Nous marcherons dans le ciel!

Date 04-12-2013 23:40:00 | Catégorie : Nouvelles confirmées


"Le refuge Caron lui offre une saleté de nuit.

Son corps n'est qu'un linge mouillé mis à sécher sur la rebord de la fenêtre du dortoir.

Un linge lourd qui se plit sur l'embrasure et vomit son estomac acide.

A deux heures du matin lui vient une sorte de sommeil.

... la sonnerie du réveil lui a resservi sa rengaine.

On vient lui remuer l'épaule. il demande la grâce de trois tours de trotteuse.

Il lui en fallut beaucoup plus, de ces boucles de temps.

Les deux cordées prennent enfin la trace.



Il est cinq heures moins le quart et ils sont les derniers a quitter le refuge.

Pour autant, il n'accelère pas l'allure, les filles ne tiendraient pas.

Il avance avec Manon, Elisabeth et Nadia les suivent de prés.


Chacun d'eux porte en diadème une petite étoile. elle les guide sur les chemins du ciel.

Plus haut d'autres étoiles s'étiolent car violine le jour.

Comme à chaque fois il ressent du bonheur à être ici.

le bonheur aujourd'hui lui met du rose, lui met de l'eau sur le bord des paupières.

Il met de l'eau de rose tout autour de son coeur.

Alors, il se souvient.

il y a douze ans, déjà:

"Un jour nous irons marcher dans le ciel!

Ensemble tous les quatre, dans un grand ciel bleu et blanc!"

Manon dit:" Ah! je sais!

un hélicoptère nous protera sur un grand nuage et on pourra se promener dessus!"

Nadia : "Mais non! papa veut dire qu'il nous emmenera avec lui en montagne!"

"Exact! mais ca ne sera pas la montagne de cet été, nous irons bien plus haut!"

"Nous irons sur des sommets qui conservent leur bonnet blanc même pendant l'été".

Elisabeth tempère:"ce n'est pas pour demain les filles, auparavent il faudra vous aguérir!"

" C'est quoi maman, vous aguérir?"...


Tandis qu'elles redescendent, quelques cordées les croisent.

Ils longent à présent la longue barre de séracs: une carrière de glace.
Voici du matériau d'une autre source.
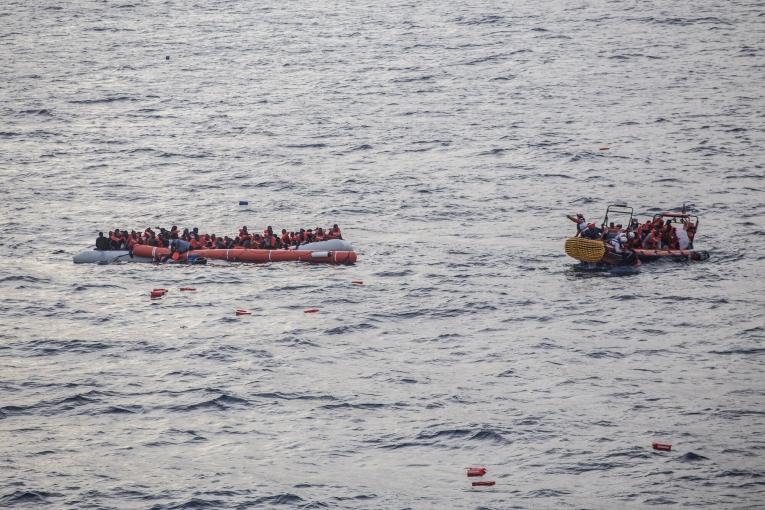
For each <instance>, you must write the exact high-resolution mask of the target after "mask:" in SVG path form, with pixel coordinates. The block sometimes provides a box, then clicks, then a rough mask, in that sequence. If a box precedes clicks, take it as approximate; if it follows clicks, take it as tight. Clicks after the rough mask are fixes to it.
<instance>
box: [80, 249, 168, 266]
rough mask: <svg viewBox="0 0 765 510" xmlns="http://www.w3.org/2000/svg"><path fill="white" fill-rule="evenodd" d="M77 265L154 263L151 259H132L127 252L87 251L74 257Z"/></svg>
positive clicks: (136, 257) (121, 250)
mask: <svg viewBox="0 0 765 510" xmlns="http://www.w3.org/2000/svg"><path fill="white" fill-rule="evenodd" d="M72 261H73V262H74V263H75V264H114V263H117V262H154V260H153V259H152V258H150V257H136V256H135V254H134V255H133V256H132V257H131V256H130V252H129V251H127V250H85V251H82V252H80V253H78V254H77V255H75V256H74V257H72Z"/></svg>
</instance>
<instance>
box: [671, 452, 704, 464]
mask: <svg viewBox="0 0 765 510" xmlns="http://www.w3.org/2000/svg"><path fill="white" fill-rule="evenodd" d="M677 460H679V461H680V462H698V461H701V460H709V459H708V458H707V457H704V456H703V455H699V454H697V453H693V452H688V453H686V454H685V455H683V456H682V457H680V458H678V459H677Z"/></svg>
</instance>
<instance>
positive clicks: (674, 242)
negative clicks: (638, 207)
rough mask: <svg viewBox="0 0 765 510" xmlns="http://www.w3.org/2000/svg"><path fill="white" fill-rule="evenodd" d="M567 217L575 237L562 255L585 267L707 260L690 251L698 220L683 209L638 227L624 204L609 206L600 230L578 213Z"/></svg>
mask: <svg viewBox="0 0 765 510" xmlns="http://www.w3.org/2000/svg"><path fill="white" fill-rule="evenodd" d="M609 217H610V219H611V220H612V221H610V222H609ZM615 217H616V218H622V219H623V221H624V223H617V222H616V221H615ZM568 218H569V219H570V220H572V221H574V222H575V223H576V224H577V234H576V235H575V236H574V237H570V238H568V239H567V240H566V243H565V251H566V255H568V256H569V257H572V258H574V259H576V260H579V261H580V262H583V263H586V264H593V265H596V266H606V267H609V266H610V267H613V266H639V265H640V263H641V262H650V261H655V260H661V259H668V260H682V261H700V260H706V259H708V258H709V252H707V251H703V250H695V249H694V248H693V241H694V239H695V237H696V232H697V231H698V226H699V218H698V216H696V215H693V214H689V213H687V212H686V211H685V206H684V207H683V210H682V211H681V212H674V211H669V212H662V213H659V214H654V215H653V217H652V218H651V219H650V220H647V221H646V222H645V223H642V224H641V223H640V222H639V221H638V220H637V219H636V218H634V217H633V209H632V208H631V207H628V206H627V205H626V204H612V205H609V206H608V208H607V209H606V216H605V218H604V219H603V223H602V224H601V226H600V227H598V226H597V225H595V224H594V223H587V221H586V220H585V218H584V216H583V215H582V214H577V215H576V216H568ZM624 225H627V226H626V227H624Z"/></svg>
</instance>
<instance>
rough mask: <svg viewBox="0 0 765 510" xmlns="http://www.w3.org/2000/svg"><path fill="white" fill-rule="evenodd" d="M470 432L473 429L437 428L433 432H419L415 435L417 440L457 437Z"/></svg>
mask: <svg viewBox="0 0 765 510" xmlns="http://www.w3.org/2000/svg"><path fill="white" fill-rule="evenodd" d="M472 432H473V431H472V430H469V429H447V430H437V431H435V432H420V433H419V434H418V435H417V439H419V440H430V439H457V438H461V437H467V436H469V435H470V434H471V433H472Z"/></svg>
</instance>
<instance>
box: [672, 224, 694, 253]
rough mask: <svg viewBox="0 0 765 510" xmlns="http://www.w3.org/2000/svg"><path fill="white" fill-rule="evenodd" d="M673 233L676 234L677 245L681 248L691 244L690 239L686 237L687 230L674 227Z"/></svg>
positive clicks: (688, 246) (679, 247) (680, 228)
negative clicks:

Des cassures taillent des tours puissantes.

Des tours anguleuses arrimées dans les airs par la grâce du gel.


Ca y est!

Ils marchent dans le ciel!

Et puis ils se rassemblent, ils se tiennent aux épaules.

La quadrature s'arrondie, s'adoucie, leurs casques s'entrechoquent.

Ils font un lanterneau sur le grand dôme blanc.

Sans clameurs ni sonnailles.

Les grandes joies donnent du silence au dehors, de la lumière au dedans.

Au coeur du lanterneau de la chair de lumière.

Ils sont hauts dans le jour, ils sont prés du soleil.

Alors, à peine le temps de nommer les cimes voisines, de nommer le "Pic sans Nom";

à peine le temps d'un doigt vers le Mont Blanc, qu'il leur faut revenir.


Ils repassent sous les séracs.

Huit cent mètres en dessous, les dernières cordées qui les précèdent

atteignent le redoux de pente du glacier Blanc.

C'est à ce moment là que cédent les soudures et la grâce du gel.

Là! Un craquement funeste et un cri plein de voix.

Un chaos de glace passe, les emporte, le recrache aussitôt.

Il se retrouve seul, abandonné sur le bord du malheur.

A son ventre, un bout de corde pend.

En cisaillant la corde, des arêtes de glace ont scindé leurs destins,

l'ont jeté dans "l'insoupçonnable", l'ont jeté dans "l'insoutenable".